One of the few changes between Madeline and Sonie, according to Rowland, is the color of some inside sections of the pilothouse.
“The inside color is now gray,” said Rowland. “We got that direct from Robert Allan who visited the Sonie during the past year. Right away he said we should have gray color between the window panels because that tends to make the individual windows disappear, giving crewmembers more of a panoramic type of view during the day. If you chose a darker color, rather than white, he said, it makes the windows all blend together.”
Another change with the new tug is the introduction of the Furuno NavNet system incorporating integrated presentations of radar, navigation chart and AIS data.
“We’re pretty much moving towards an almost all Furuno package,” said Rowland.
Other essential features of the new tug include John Deere auxiliary power generators, Viking fendering, and a Markey electric hawser winch on the bow.
What’s really different about the Madeline, however, is the choice of shipyard.

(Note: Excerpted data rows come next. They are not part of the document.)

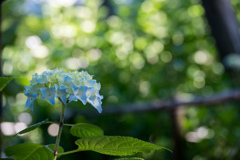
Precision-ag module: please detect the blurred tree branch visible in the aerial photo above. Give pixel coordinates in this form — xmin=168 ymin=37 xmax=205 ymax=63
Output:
xmin=73 ymin=89 xmax=240 ymax=117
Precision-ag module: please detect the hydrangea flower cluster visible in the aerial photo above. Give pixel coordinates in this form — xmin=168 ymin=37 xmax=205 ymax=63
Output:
xmin=24 ymin=68 xmax=103 ymax=113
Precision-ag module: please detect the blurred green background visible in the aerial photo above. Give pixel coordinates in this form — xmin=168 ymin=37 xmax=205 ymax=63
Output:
xmin=1 ymin=0 xmax=240 ymax=160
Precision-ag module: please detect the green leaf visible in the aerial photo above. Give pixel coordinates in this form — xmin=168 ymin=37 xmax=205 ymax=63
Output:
xmin=16 ymin=118 xmax=48 ymax=135
xmin=70 ymin=123 xmax=103 ymax=138
xmin=114 ymin=157 xmax=144 ymax=160
xmin=45 ymin=144 xmax=64 ymax=157
xmin=5 ymin=143 xmax=53 ymax=160
xmin=75 ymin=136 xmax=162 ymax=156
xmin=0 ymin=77 xmax=14 ymax=91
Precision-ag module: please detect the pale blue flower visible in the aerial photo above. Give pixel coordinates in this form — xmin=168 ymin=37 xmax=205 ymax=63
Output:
xmin=73 ymin=77 xmax=84 ymax=86
xmin=36 ymin=72 xmax=48 ymax=84
xmin=69 ymin=86 xmax=88 ymax=105
xmin=88 ymin=94 xmax=103 ymax=113
xmin=84 ymin=76 xmax=96 ymax=87
xmin=24 ymin=68 xmax=103 ymax=113
xmin=40 ymin=87 xmax=55 ymax=105
xmin=60 ymin=76 xmax=73 ymax=89
xmin=24 ymin=91 xmax=38 ymax=110
xmin=54 ymin=84 xmax=67 ymax=105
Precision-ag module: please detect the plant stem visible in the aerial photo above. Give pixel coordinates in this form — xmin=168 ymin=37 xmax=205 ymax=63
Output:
xmin=53 ymin=103 xmax=65 ymax=160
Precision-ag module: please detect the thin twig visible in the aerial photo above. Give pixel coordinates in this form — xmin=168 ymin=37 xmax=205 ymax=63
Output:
xmin=73 ymin=89 xmax=240 ymax=117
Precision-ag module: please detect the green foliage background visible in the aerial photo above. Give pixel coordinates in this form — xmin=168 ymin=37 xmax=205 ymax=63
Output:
xmin=2 ymin=0 xmax=240 ymax=160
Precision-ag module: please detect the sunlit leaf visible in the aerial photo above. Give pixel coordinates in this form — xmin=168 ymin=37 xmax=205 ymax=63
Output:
xmin=70 ymin=123 xmax=103 ymax=138
xmin=0 ymin=77 xmax=14 ymax=91
xmin=75 ymin=136 xmax=162 ymax=156
xmin=5 ymin=143 xmax=53 ymax=160
xmin=17 ymin=118 xmax=48 ymax=134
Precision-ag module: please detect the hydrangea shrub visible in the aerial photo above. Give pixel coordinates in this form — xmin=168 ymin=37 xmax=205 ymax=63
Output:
xmin=5 ymin=68 xmax=169 ymax=160
xmin=24 ymin=68 xmax=103 ymax=113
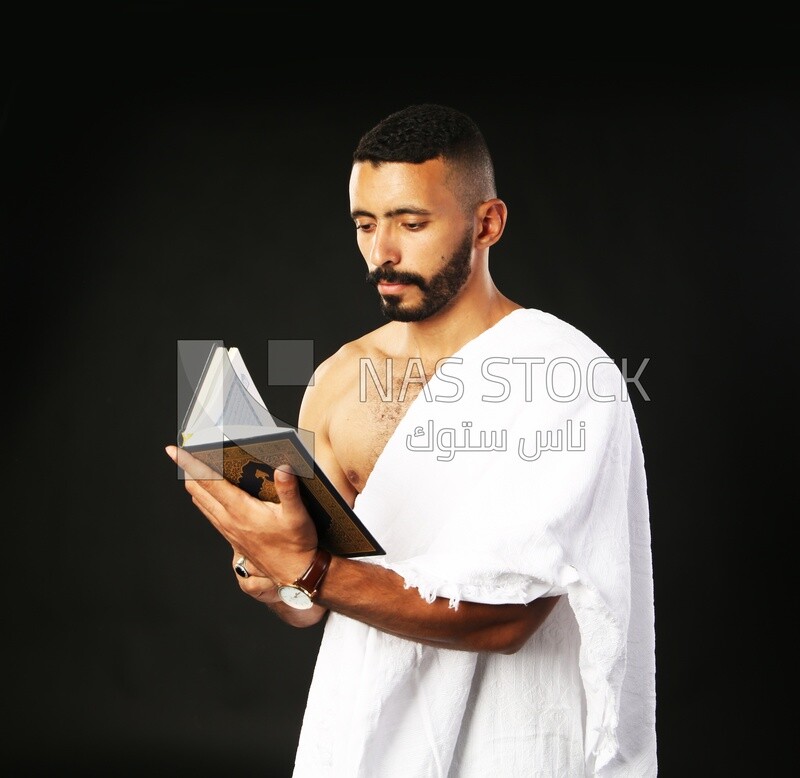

With the Washburn & Doughty shipyard in Maine booked solid with newbuilds for Moran, Wilmington chose to go back to its roots with Gladding-Hearn. This family-operated shipyard built the first five Wilmington tugs, but more than a decade ago diverted its efforts into construction of aluminum ferries and pilot boats. Madeline is the first tugboat built by Gladding-Hearn in more than 15 years is and probably the first steel vessel built in just as long. The new tug was completed for a price approaching $6 million, said Rowland.
“We had a very pleasant experience building at Gladding-Hearn,” said Rowland. “We found that they plan out every step very effectively. They use computers a lot and model everything in advance so that you can give them a lot of feedback before things are actually welded into place. We were also pleased that the scheduling was arranged so that there is not a fight for real estate among the various tradesmen down in the engine room. They really make the effort to give you the boat that you want, not just to get it out of the shipyard.”
Bill Martin, Wilmington’s port engineer who visited the shipyard almost weekly throughout the building process, also indicated that he was impressed by the organized way in which the tug was built. Of course it helped, he said, that there was plenty of time to get things organized while waiting for the Rolls-Royce z-drive units to arrive from Europe.
“The timing of the z-drives is what really drove our construction schedule,” said Martin. “They held off on starting at first, and then went slowly, taking their time, until about the middle of 2007. Then it was one year of concentrated effort on the boat before she was delivered this past April. So, if you include the waiting time, it was about a year and a half overall.”
Madeline is the sixth z-drive tug to join the Wilmington fleet. The company also still operates a pair of small conventional tugs that were among the original boats to the company’s name. Wilmington Tug was founded in 1965 by Capt. Harry Rowland Sr., who died in 2000. Today his son, Hick Rowland Jr., heads the company while his grandson, Chris Rowland, plays an increasing role in the company management. Like his father, Hick Rowland, 67, plays an active role as a Delaware River docking pilot, docking or undocking more than 400 ships in a typical year.
The company has steadily been upgrading its fleet over the past decade. In 2001 it took delivery of the 4,100-hp Capt. Harry. In 2005 the company repowered its tug Tina with new engines and z-drives. In 2006 it took delivery of Sonie. In 2007 it re-powered the tug Sally with new engines and z-drives. And most recently, in 2008, Wilmington has introduced it latest tug — Madeline — named for Chris Rowland’s oldest daughter who is the great granddaughter of the company founder.